Un cielo trapunto di tape. Alice ricama il cielo e lo fa con una cassetta degli attrezzi che assomiglia al necessaire delle sarte di Cenerentola. Bastoncini, filo trasparente, carta, gomma e nastro adesivo colorato.
Lo stupore e l’ironia, rarità nel disincanto quotidiano, sono le gambe sulle quali cammina la poetica di Alice Cattaneo (Milano, 1976). Giovane -davvero, e finalmente- con una valiga di esperienze tutte di alto lignaggio. Si è formata tra la Saint Martin di Londra, la Glasgow School Art e il San Francisco Art Institute. I suoi lavori sono in bilico tra la comunicazione di una felicità raggiunta e l’esigenza di scontornarla, per poi interrogarsi nuovamente.

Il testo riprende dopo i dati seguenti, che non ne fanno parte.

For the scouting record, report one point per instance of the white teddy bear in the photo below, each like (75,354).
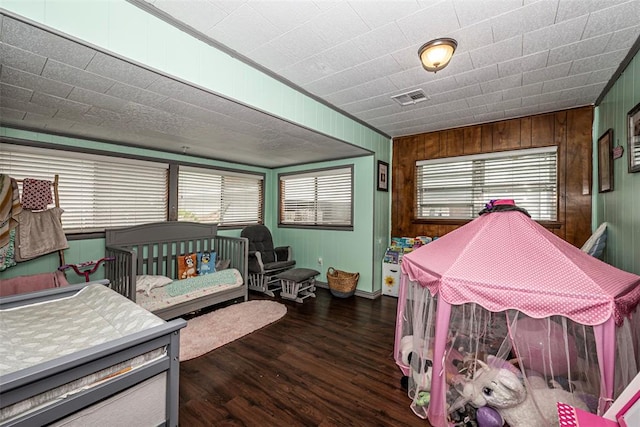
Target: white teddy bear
(504,391)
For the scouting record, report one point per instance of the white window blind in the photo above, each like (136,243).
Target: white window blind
(226,198)
(95,191)
(459,187)
(317,198)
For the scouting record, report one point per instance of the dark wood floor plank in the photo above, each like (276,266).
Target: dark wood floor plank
(328,362)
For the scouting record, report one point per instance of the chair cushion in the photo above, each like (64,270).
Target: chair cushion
(260,240)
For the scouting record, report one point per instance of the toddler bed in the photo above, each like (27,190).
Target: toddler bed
(85,355)
(146,265)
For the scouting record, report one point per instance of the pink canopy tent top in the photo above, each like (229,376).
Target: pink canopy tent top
(505,260)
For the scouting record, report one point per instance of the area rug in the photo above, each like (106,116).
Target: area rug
(212,330)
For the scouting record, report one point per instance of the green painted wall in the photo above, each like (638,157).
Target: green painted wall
(620,207)
(124,29)
(84,250)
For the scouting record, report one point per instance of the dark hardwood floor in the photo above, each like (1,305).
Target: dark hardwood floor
(328,362)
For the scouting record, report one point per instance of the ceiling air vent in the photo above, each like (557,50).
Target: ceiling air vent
(410,98)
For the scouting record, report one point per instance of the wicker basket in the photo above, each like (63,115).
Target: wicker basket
(341,283)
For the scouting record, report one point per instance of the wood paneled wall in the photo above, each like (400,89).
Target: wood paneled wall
(570,130)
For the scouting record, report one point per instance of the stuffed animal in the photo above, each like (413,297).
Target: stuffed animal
(206,263)
(501,389)
(419,365)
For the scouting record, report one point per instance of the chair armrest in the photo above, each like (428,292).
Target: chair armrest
(255,264)
(283,253)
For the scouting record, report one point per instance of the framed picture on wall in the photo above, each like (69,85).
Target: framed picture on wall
(633,138)
(383,176)
(605,162)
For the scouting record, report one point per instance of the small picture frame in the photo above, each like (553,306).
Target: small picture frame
(605,162)
(383,176)
(633,138)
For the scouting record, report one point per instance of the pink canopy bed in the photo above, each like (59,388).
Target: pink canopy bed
(500,319)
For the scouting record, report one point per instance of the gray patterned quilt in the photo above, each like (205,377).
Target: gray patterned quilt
(40,332)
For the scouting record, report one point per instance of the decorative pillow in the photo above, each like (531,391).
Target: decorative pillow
(187,266)
(206,263)
(222,264)
(145,283)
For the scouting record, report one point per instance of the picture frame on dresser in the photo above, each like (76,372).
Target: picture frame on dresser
(605,162)
(633,138)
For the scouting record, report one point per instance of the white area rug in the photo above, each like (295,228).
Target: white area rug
(212,330)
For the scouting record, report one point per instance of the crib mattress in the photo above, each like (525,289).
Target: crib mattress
(165,296)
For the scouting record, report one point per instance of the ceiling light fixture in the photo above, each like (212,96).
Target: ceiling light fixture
(436,54)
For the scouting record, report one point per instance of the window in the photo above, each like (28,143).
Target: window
(459,187)
(226,198)
(321,198)
(95,191)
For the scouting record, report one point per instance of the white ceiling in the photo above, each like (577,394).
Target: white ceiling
(514,58)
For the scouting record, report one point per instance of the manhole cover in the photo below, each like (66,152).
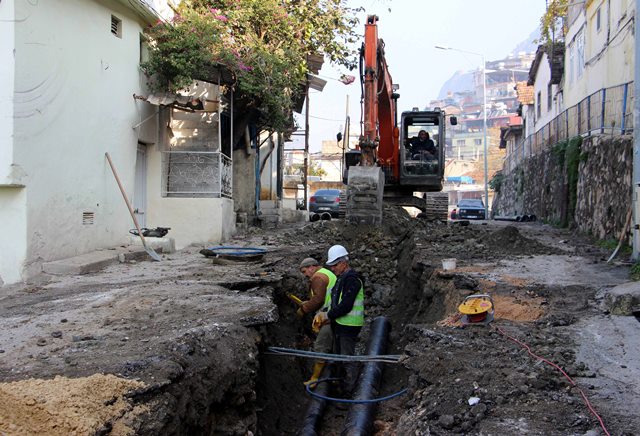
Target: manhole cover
(238,254)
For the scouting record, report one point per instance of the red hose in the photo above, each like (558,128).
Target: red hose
(584,397)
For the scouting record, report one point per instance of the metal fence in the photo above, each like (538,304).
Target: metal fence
(609,110)
(196,174)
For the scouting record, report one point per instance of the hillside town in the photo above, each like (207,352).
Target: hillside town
(184,253)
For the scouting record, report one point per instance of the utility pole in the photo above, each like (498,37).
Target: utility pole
(306,147)
(636,140)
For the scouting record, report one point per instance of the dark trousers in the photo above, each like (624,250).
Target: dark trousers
(346,344)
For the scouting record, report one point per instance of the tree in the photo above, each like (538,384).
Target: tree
(554,19)
(264,43)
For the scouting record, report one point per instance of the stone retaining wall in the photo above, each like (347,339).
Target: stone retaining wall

L’installazione appesa al soffitto della galleria è sospesa nel vuoto e l’accenno di struttura è aggrappata al muro con piccole ventose di scotch. La sovrastruttura è stata abbandonata sul ciglio della strada -c’è e non c’è- basta immaginarsela guardando attraverso le luminose finestre su via San Fermo.
Un ritmo imprevedibile fatto di accelerazioni e pause dove si inserisce il pensiero pesante dell’osservatore. Alice Cattaneo di districa tra le lezioni americane del Calvino Italo e la magia scientifica del teatro. Un teatro che non si ha paura di calcare, senza l’alibi di luci colorate e scenografie di broccato. Un teatro nudo.
In mostra anche una scultura dove riconoscibili sono i regoli, l’unità 1, il cubo bianco che si alterna e diventa elemento figurativo e struttura portante. Architettura delicata dove l’insieme, con discrezione, impone una presenza che col trascorrere dei secondi diventa familiare. Un gioco visivo di cui si ha voglia di completare forme, curve, spigoli e anfratti.
Una sorpresa sono i video. La brevità e la pulizia testimoniano la consapevolezza di un mutamento di costume: la ‘camera oscura’ cuoce le volontà dello spettatore. Ecco allora piccole freddure filmiche, veloci episodi che ti prendono alla sprovvista e ti regalano l’insicurezza del poliedrico, del significato altro, del duale.
Un cucchiaino di plastica che si lancia tra gli scogli di un mare leggermente mosso. Il pigolio di un pomodorino. Una nave all’orizzonte. Il fruscio di una palma. Il bacio di due capperi. Il carillon dei piccioni. Due tazze. Un sedia gialla. Una spina elettrica che diventa un serpente su un pavimento ‘rettile’. E poi ombre, luci, colori. Un carosello timido, delicato ma denso.
Infine un cantante blu, all’Opera, acclamato. E lucean le stelle.